The choice of using path-based analysis or block-based analysis depends on several factors, such as the design complexity, stage, and goal. Generally, path-based analysis is more suitable for small or medium-sized designs, where the number of paths is manageable and the accuracy is important. It can also be used for final verification or optimization, where the timing margins are tight and the details are needed. On the other hand, block-based analysis is more suitable for large designs, where the number of paths is overwhelming and the runtime is important. It can also be used for FPGA architecture exploration, where the timing budget is loose and the trends are sufficient.

In some cases, it could be more optimized to combine both techniques and use them in different stages or levels of the design. For example, one can use block-based analysis for the system-level design, where the blocks are abstracted and the overall timing is estimated. Then, one can use path-based analysis for the block-level design, where the paths are detailed. The balance between accuracy and efficiency can be obtained in this way [12].

3 Summary and Trends

The state-of-the-art STA engines still can not replace DTA (simulation) completely because there are some aspects of timing verification that cannot yet be completely captured and verified in STA [13]. Some of these limitations include:

1. 1.

   Inaccurate timing models

   The timing models used in FPGA STA may not accurately represent the behavior of the actual circuit due to the complexity of the FPGA architecture.

2. 2.

   Lack of support for dynamic circuits

   FPGA STA assumes that the circuit is static and does not take into account dynamic circuits such as state machines or circuits with feedback paths.

3. 3.

   Impact of environmental conditions

   FPGA STA assumes ideal environmental conditions, such as constant temperature and voltage, which may not hold true in the real world.

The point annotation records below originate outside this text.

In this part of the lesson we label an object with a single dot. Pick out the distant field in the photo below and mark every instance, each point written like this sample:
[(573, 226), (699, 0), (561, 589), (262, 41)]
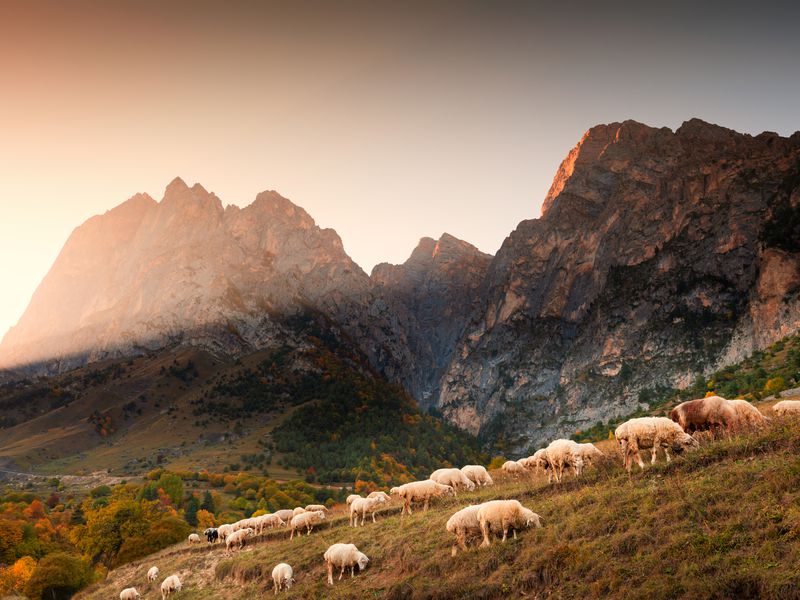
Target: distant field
[(723, 522)]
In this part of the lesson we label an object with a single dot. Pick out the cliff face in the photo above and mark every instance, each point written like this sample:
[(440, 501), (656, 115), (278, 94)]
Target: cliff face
[(658, 255)]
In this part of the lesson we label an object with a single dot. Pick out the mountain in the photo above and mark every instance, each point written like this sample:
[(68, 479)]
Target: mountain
[(659, 255)]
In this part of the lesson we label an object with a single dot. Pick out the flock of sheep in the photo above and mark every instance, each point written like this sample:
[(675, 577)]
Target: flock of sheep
[(714, 414)]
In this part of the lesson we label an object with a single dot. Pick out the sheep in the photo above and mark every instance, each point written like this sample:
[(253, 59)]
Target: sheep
[(463, 524), (420, 491), (454, 478), (363, 506), (238, 538), (502, 515), (786, 408), (712, 413), (169, 585), (478, 475), (562, 454), (212, 535), (307, 520), (653, 433), (282, 577), (747, 414), (343, 556), (285, 514), (513, 468), (382, 496)]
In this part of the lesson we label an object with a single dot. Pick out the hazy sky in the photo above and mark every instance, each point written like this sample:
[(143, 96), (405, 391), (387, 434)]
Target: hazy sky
[(386, 121)]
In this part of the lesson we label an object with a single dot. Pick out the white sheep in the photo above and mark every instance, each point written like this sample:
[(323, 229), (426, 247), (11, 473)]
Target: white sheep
[(502, 515), (786, 407), (306, 520), (564, 454), (420, 491), (464, 524), (362, 506), (654, 433), (282, 577), (477, 474), (513, 468), (170, 585), (454, 478), (238, 538), (383, 496), (343, 556)]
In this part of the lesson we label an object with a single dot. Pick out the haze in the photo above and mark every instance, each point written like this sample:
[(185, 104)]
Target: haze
[(386, 121)]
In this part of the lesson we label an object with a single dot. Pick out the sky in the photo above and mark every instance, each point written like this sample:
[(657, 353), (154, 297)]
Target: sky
[(387, 121)]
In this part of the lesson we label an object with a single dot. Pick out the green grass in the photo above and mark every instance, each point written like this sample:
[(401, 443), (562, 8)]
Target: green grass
[(722, 522)]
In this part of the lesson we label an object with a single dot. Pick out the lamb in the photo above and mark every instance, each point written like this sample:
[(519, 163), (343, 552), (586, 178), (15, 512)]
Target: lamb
[(307, 520), (787, 408), (363, 506), (170, 585), (282, 577), (563, 454), (420, 491), (454, 478), (502, 515), (653, 433), (383, 496), (513, 468), (712, 413), (238, 538), (343, 556), (477, 474), (464, 524)]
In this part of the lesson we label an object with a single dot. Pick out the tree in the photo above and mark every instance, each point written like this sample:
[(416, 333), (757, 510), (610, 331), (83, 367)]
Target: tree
[(57, 577)]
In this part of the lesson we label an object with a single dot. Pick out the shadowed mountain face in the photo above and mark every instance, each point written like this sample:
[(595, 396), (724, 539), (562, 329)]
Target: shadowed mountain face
[(658, 255)]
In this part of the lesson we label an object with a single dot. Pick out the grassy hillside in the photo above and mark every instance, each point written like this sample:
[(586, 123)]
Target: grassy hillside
[(722, 522)]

Although FPGA STA has been matured for many years, it still benefits from emerging technologies. The following are some of the recent trends in FPGA STA:

1. 1.

   Parallel acceleration

   Parallel STA on different computing platforms is one of the researching hot spots, such as multi-core CPUs [4, 14,15,16,17] and GPUs [16, 18].

2. 2.

   AI (machine learning) acceleration

   ML algorithms are increasingly being used to analyze the timing characteristics of FPGA designs [19,20,21]. ML-based timing analysis can quickly identify critical paths in the design, predict the timing behavior of the design, and optimize the design for timing performance.